DowagersHump · 05/04/2012 19:42

everlong - would you have a word with someone who was about to get in a car with someone who'd drunk five pints behind the wheel? Or would you say that it was their choice?

Obviously, they may not have a crash and their passenger may get home in one piece. But if they don't, it's very likely that they will drive drunk again. And again and again until they have an accident and/or get stopped.

Of course, they may well realise the error of their ways the following morning and throw their car keys down the drain the moment they realise that they've had a few too many.

You're assuming the latter course of action, other people are thinking that the evidence of how drink drivers generally behaves shows that they are very likely to do it again. Given that, they're not going to be urging the passenger to accept another lift. Would you?

ike1 · 05/04/2012 19:51

Hey Migrating your right there, it was amillion that didnt need to aplologise lol!! these pesky kids keep getting in the way of my MNing with their stretchy lizards damn!!

ike1 · 05/04/2012 19:52

Still wish u good ladies a nice evening tho!

MigratingCoconuts · 05/04/2012 19:53

Grin sounds just like here!!

ChippingInNeedsCoffee · 05/04/2012 19:55

Evening Namechanger :) I wish I knew you and your DH in real life.

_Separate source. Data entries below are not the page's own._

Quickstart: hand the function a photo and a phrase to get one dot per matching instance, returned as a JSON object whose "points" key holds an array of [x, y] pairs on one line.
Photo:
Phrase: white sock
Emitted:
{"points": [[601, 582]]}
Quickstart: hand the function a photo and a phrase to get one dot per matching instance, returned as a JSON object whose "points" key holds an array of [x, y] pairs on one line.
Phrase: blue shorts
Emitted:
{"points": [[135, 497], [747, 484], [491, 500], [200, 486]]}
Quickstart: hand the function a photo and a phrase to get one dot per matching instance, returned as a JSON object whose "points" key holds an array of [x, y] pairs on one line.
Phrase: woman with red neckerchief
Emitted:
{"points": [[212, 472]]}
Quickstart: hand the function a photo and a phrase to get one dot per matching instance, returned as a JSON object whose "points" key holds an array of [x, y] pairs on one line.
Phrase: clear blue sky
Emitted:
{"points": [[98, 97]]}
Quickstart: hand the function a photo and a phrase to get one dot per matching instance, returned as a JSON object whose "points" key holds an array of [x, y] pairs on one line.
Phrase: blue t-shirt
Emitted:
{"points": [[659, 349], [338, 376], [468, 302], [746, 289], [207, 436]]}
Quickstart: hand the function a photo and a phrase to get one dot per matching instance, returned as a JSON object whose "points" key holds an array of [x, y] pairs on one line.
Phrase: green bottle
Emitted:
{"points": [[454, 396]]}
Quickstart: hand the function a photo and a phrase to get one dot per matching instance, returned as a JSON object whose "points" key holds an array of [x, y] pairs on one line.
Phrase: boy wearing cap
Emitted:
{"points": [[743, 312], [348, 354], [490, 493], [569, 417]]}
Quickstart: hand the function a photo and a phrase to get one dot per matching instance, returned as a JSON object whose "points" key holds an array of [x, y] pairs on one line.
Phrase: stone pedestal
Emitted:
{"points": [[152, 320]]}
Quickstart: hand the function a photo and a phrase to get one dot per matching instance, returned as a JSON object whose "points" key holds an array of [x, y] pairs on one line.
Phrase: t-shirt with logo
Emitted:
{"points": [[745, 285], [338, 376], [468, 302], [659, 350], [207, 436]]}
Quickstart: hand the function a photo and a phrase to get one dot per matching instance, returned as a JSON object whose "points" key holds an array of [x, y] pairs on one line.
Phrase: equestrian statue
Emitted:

I can see both sides of this 'arguement' and I don't know which is 'right'.

I really hope that you and your DH can work through this and that it will all be good - but I also hope that you will be able to take a step back and see it for what it is, if it's not right.

What he did was well out of line - does he actually, really understand that?

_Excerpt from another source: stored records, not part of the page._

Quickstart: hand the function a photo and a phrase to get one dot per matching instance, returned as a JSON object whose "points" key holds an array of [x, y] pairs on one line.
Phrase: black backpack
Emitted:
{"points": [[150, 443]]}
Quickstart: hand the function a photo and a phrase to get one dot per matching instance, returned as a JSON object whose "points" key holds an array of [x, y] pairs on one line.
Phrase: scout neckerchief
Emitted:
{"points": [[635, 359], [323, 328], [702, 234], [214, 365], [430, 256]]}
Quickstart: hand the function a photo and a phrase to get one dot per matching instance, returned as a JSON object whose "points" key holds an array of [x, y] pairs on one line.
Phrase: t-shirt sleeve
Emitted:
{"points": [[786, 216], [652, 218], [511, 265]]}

I think you have a lot more talking to do (whether he likes it or not). You wont be able to feel better about this until you do, even then you may not... and that is your right.

Please, ignore all the arguing and keep posting - every one means well x

ike1 · 05/04/2012 19:55

I know, the bleeders, dont they know whats really important????

DinahMoHum · 05/04/2012 19:55

it is entirely possible that its a one off.
Its not beyond any of us to lose it at some point

everlong · 05/04/2012 19:55

This reply has been deleted

Message withdrawn at poster's request.

Eurostar · 05/04/2012 20:00

I find it worrying OP that your last long post is all about what your DH needs and how you must get him to the Doctor while you casually say that a glass of wine at night has become your saviour. Please make it your priority to get yourself to the GP or to a private therapist who will help you find healthier ways to destress and deal with your feelings than with glasses of wine. Your DH is an adult and has the number of the GP. He is not in such a deep depression that he can't pick up the phone to make an appointment. It is important he does this as he wouldn't benefit from any therapy or anger management if he is there because you booked him in rather than he actively sought it out himself.